According to De Piedrahita, the moxas were raised in the temples to make them as sacred as possible for when they would be sacrificed, which meant a great honour to the families who donated the young boys.
Other structures of the Muisca were mostly religious in character. Apart from their celebrations at natural areas, such as Lake Guatavita, Lake Iguaque, Lake Tota, Lake Fúquene, Lake Suesca and the Siecha Lakes, the Muisca constructed some places where religious ceremonies were held, such as the Cojines del Zaque and the Hunzahúa Well, both in Hunza, present-day Tunja.
As an exception to the wood-and-clay structures of the houses and temples of the Muisca people, allegedly one of their structures had been made of stone; the fortress of Cajicá, just north of present-day Bogotá. The structure is described with walls of 80 centimetres (31 in) thick and 4 metres (13 ft) high, but modern scientists have cast doubt on the structure and if it existed in the pre-Columbian era.
The first construction of post-conquest architecture took place shortly after De Quesada had conquered the city of Bacatá, later called Santafe and known as the capital Bogotá in modern age. At the location of present-day Teusaquillo, twelve houses and a church in the style of the Muisca -with wood and clay- had been constructed.
It was a general policy of the Spanish, eased by the non-permanent architecture of the Muisca, that existing structures would be taken down and replaced by Spanish colonial architecture.
Reconstructions of Muisca bohíos and the most important temple of Sogamoso, are displayed in the Archaeology Museum in Sogamoso.
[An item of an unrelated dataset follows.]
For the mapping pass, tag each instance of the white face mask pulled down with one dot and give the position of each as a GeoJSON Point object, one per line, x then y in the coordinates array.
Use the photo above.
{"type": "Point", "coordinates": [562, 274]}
This work has been done in the early stage of archaeological research on the Altiplano, in the 1940s. Eliécer Silva Celis was the architect and archaeologist involved in the reconstructions.
Archaeological work has been hindered by the constant expansion of the capital Bogotá in which vicinity and territory many ancient structures were built. An archaeological expedition of 2002 proved that within months the previously unoccupied archaeological site was already covered with construction.